Berdasarkan pantauan pagi hari di lokasi, berbagai jenis sampah seperti plastik, sisa makanan, hingga botol minuman berserakan di hampir seluruh sudut taman.
Selain merusak keindahan, kondisi tersebut juga menimbulkan bau tidak sedap yang mengganggu kenyamanan pengunjung.
Sejumlah warga yang berolahraga pada pagi hari mengaku kecewa dengan situasi tersebut. Mereka menilai rendahnya kesadaran pengunjung menjadi salah satu penyebab utama menumpuknya sampah.
“Seharusnya taman ini jadi tempat nyaman untuk keluarga bersantai dan berolahraga, tapi sekarang kotor sekali. Sampah berserakan di mana-mana,” ujar seorang pengunjung, Sabtu (28/3).
Selain faktor kesadaran masyarakat, kondisi kumuh juga diperparah oleh maraknya pedagang kaki lima (PKL) yang berjualan di sepanjang trotoar hingga masuk ke area taman.

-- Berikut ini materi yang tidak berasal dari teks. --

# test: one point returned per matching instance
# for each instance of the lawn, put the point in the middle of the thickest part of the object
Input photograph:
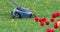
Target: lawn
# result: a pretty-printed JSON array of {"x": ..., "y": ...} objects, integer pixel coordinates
[{"x": 42, "y": 8}]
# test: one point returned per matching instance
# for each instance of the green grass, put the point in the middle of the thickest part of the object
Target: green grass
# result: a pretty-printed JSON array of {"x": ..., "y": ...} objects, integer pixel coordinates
[{"x": 42, "y": 8}]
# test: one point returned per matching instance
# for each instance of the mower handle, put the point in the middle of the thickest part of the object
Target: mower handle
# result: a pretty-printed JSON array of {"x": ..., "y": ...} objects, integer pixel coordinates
[{"x": 14, "y": 3}]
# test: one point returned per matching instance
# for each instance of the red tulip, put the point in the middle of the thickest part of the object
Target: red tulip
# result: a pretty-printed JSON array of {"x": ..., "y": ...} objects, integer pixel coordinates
[
  {"x": 58, "y": 20},
  {"x": 52, "y": 30},
  {"x": 36, "y": 19},
  {"x": 48, "y": 30},
  {"x": 42, "y": 19},
  {"x": 56, "y": 14},
  {"x": 55, "y": 25},
  {"x": 52, "y": 19},
  {"x": 47, "y": 23},
  {"x": 41, "y": 24}
]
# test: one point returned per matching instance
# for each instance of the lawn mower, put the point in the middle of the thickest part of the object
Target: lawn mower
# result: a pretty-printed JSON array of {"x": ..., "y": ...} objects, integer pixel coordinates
[{"x": 21, "y": 12}]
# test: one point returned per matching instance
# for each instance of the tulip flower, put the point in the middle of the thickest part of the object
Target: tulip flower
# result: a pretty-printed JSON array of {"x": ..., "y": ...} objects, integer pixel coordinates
[
  {"x": 58, "y": 24},
  {"x": 48, "y": 30},
  {"x": 41, "y": 24},
  {"x": 52, "y": 30},
  {"x": 42, "y": 19},
  {"x": 36, "y": 19},
  {"x": 56, "y": 14},
  {"x": 52, "y": 19},
  {"x": 47, "y": 23},
  {"x": 55, "y": 25}
]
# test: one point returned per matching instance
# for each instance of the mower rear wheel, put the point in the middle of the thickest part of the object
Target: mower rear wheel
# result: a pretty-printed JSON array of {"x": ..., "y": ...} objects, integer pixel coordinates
[{"x": 17, "y": 15}]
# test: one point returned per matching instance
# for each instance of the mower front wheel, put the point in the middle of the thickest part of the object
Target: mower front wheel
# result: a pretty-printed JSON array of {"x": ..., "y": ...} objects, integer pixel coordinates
[{"x": 17, "y": 15}]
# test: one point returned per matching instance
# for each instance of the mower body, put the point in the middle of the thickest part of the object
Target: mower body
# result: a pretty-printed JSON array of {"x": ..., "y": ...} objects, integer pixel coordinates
[{"x": 23, "y": 13}]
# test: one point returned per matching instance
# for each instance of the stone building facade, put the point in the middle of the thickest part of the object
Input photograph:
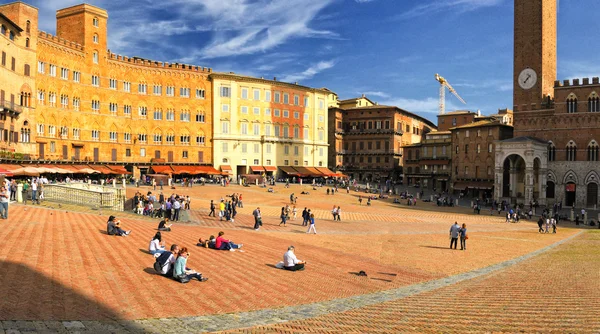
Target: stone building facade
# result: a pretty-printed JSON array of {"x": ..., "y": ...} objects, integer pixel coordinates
[
  {"x": 261, "y": 125},
  {"x": 368, "y": 140},
  {"x": 556, "y": 123}
]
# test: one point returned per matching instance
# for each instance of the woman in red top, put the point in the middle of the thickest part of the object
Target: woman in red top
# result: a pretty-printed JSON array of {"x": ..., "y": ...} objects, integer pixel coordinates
[{"x": 224, "y": 244}]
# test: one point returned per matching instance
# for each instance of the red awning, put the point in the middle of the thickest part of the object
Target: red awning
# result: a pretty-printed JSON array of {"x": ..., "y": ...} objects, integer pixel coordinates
[
  {"x": 102, "y": 169},
  {"x": 207, "y": 170},
  {"x": 118, "y": 170},
  {"x": 162, "y": 169},
  {"x": 325, "y": 171}
]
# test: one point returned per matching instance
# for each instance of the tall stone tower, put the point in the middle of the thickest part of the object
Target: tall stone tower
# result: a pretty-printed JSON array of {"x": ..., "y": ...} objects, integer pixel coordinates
[{"x": 534, "y": 54}]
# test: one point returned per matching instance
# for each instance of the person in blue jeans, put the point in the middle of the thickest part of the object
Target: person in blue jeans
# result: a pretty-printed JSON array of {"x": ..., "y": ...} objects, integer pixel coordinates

Padahal, hal tersebut bertentangan dengan Perda Kota Pematangsiantar Nomor 16 Tahun 1989 tentang nama dan fungsi Lapangan Merdeka. Dalam Pasal 3 dijelaskan bahwa Lapangan Merdeka difungsikan sebagai taman bunga, tempat rekreasi, serta sarana kegiatan seperti senam pagi.
Sementara itu, pada Pasal 4 ayat (1) ditegaskan bahwa di dalam kawasan tersebut tidak diperkenankan mengadakan kegiatan yang menyimpang dari fungsi utamanya, termasuk aktivitas berjualan.
Kondisi ini memunculkan pertanyaan publik terhadap keseriusan pemerintah kota dalam menegakkan aturan serta menjaga ketertiban dan kebersihan kawasan publik.